Carlo Calenda è andato molto bene a Roma. Può nascere intorno a lui e Italia Viva un nuovo centro?
«Calenda ha fatto un ottimo risultato, spinto anche dalle preferenze di tanti candidati bravissimi come Valerio Casini e Francesca Leoncini, i più votati della lista. Purtroppo è un risultato simile a quello della Raggi e perciò insufficiente ad andare al ballottaggio. Ma è la conferma che un'area centrale non va costruita, c'è già».

Fino ad ora ognuno per se però.
«Si tratta solo di costruire una rappresentanza di questa fetta di popolazione che sia il più possibile competente e costruttiva. Noi ci siamo e daremo una mano con umiltà e tenacia. Del resto non fosse stato per noi di Italia Viva avremmo avuto i pieni poteri a Salvini nel 2019 e il Conte Ter nel 2021. Sono state due mosse del cavallo che hanno salvato il Paese, le rivendico a viso aperto».

E dove si può arrivare questo centro? Ai fuoriusciti di Forza Italia, come Toti, Lupi, Brugnaro o fino ad Arcore?
«Immaginare che cosa abbia in testa Silvio Berlusconi è difficile anche per i suoi amici. Non credo che riesca nell'impresa nemmeno Gianni Letta, figuriamoci io. Quest'area comunque va da Forza Italia fino ai riformisti del Pd. Sono per dirla più chiara: si tratta degli esponenti di una politica civile e europeista che non insegue i populisti di destra sovranisti e nemmeno i populisti di sinistra grillini. Quest'area c'è già: non va inventata o costruita. Va rappresentata e valorizzata».
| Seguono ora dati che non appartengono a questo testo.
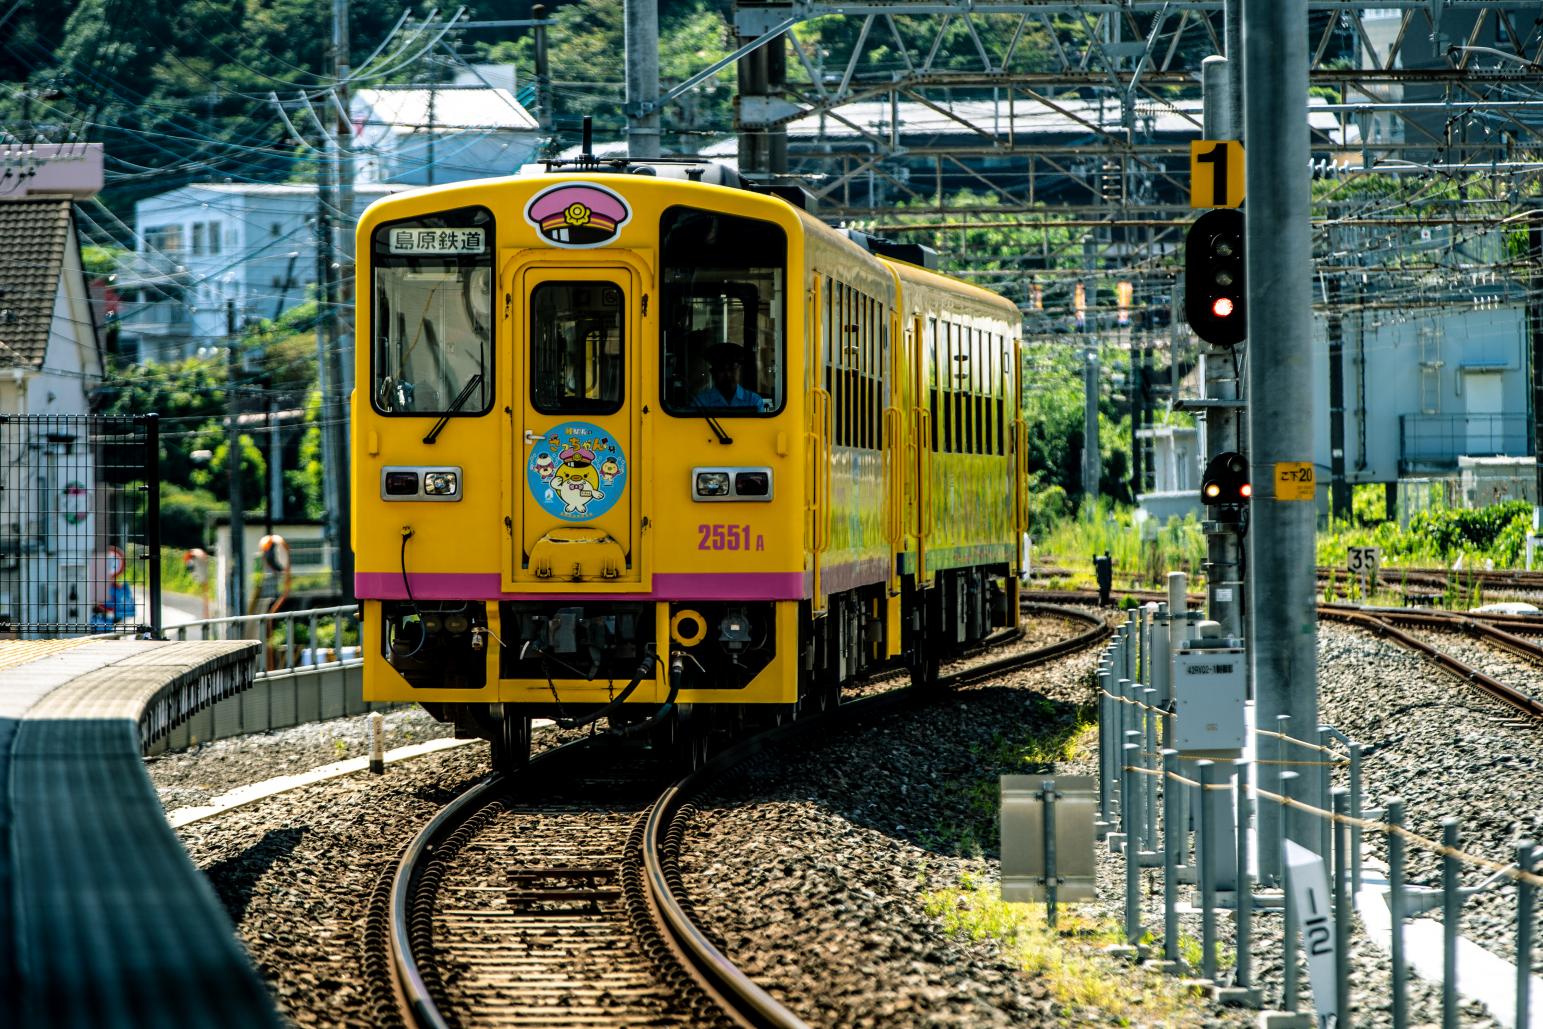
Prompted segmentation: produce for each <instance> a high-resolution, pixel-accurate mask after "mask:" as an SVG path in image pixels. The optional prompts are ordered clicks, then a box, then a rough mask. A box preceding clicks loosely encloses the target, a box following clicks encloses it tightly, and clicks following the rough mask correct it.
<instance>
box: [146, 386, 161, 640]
mask: <svg viewBox="0 0 1543 1029" xmlns="http://www.w3.org/2000/svg"><path fill="white" fill-rule="evenodd" d="M145 491H147V492H145V549H147V551H148V563H150V568H148V569H147V571H148V572H150V600H148V603H150V637H151V639H157V640H159V639H165V637H164V636H162V633H160V415H145Z"/></svg>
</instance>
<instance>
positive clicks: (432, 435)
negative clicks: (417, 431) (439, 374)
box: [423, 372, 481, 443]
mask: <svg viewBox="0 0 1543 1029" xmlns="http://www.w3.org/2000/svg"><path fill="white" fill-rule="evenodd" d="M478 386H481V372H472V376H471V378H469V380H466V386H463V387H461V392H460V393H457V395H455V400H452V401H451V409H449V410H446V412H444V413H443V415H440V420H438V421H435V423H434V427H432V429H429V435H426V437H423V441H424V443H434V441H435V440H438V438H440V434H441V432H444V426H447V424H451V415H454V413H455V412H457V410H460V409H461V404H464V403H466V400H468V398H469V396H471V395H472V390H474V389H477V387H478Z"/></svg>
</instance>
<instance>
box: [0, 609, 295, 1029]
mask: <svg viewBox="0 0 1543 1029" xmlns="http://www.w3.org/2000/svg"><path fill="white" fill-rule="evenodd" d="M256 657H258V643H255V642H242V640H236V642H198V643H179V642H159V640H125V639H74V640H0V1024H8V1026H80V1027H82V1029H83V1027H86V1026H93V1027H99V1026H167V1024H176V1026H279V1024H281V1020H279V1017H278V1012H276V1010H275V1007H273V1003H272V1001H270V998H268V994H267V989H265V986H264V983H262V980H261V977H258V973H256V969H253V966H252V961H250V960H248V958H247V955H245V952H244V950H242V947H241V944H239V943H238V941H236V936H235V932H233V929H231V924H230V919H228V918H227V915H225V910H224V907H222V906H221V902H219V898H218V896H216V895H214V892H213V889H211V887H210V886H208V881H207V879H205V878H204V875H202V873H201V872H199V870H198V869H196V867H194V865H193V862H191V861H190V859H188V856H187V853H185V852H184V850H182V845H181V842H179V841H177V838H176V833H174V832H173V830H171V827H170V824H168V822H167V818H165V813H164V811H162V807H160V802H159V799H157V796H156V790H154V787H153V785H151V782H150V776H148V774H147V771H145V765H143V759H142V754H143V751H145V750H147V748H150V747H151V745H154V742H156V741H159V739H162V737H164V736H165V734H167V733H170V731H171V730H173V728H174V727H176V725H179V724H181V722H184V720H185V719H188V717H190V716H193V714H194V713H196V711H199V710H202V708H205V707H208V705H210V703H214V702H216V700H221V699H224V697H227V696H233V694H236V693H241V691H242V690H245V688H247V687H250V685H252V680H253V676H255V674H256Z"/></svg>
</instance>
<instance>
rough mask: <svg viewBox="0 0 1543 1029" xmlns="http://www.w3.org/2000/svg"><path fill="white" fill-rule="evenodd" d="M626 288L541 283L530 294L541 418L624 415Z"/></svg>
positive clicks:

Il primo banco di prova per un rassemblement moderato sarà la partita del Quirinale?
«No, il Colle è una partita troppo delicata per ridurla a un test per apprendisti centristi. Vero e tuttavia che i voti dei parlamentari di quest'area saranno decisivi: non si elegge un Presidente della Repubblica senza di noi o peggio ancora contro di noi. Ma la partita del Quirinale è più grande delle discussioni politiche».

Quando si torna a votare?
«Nel 2023 come prescrive la Costituzione. Si vota ogni cinque anni ai seggi, non ogni cinque minuti sui social».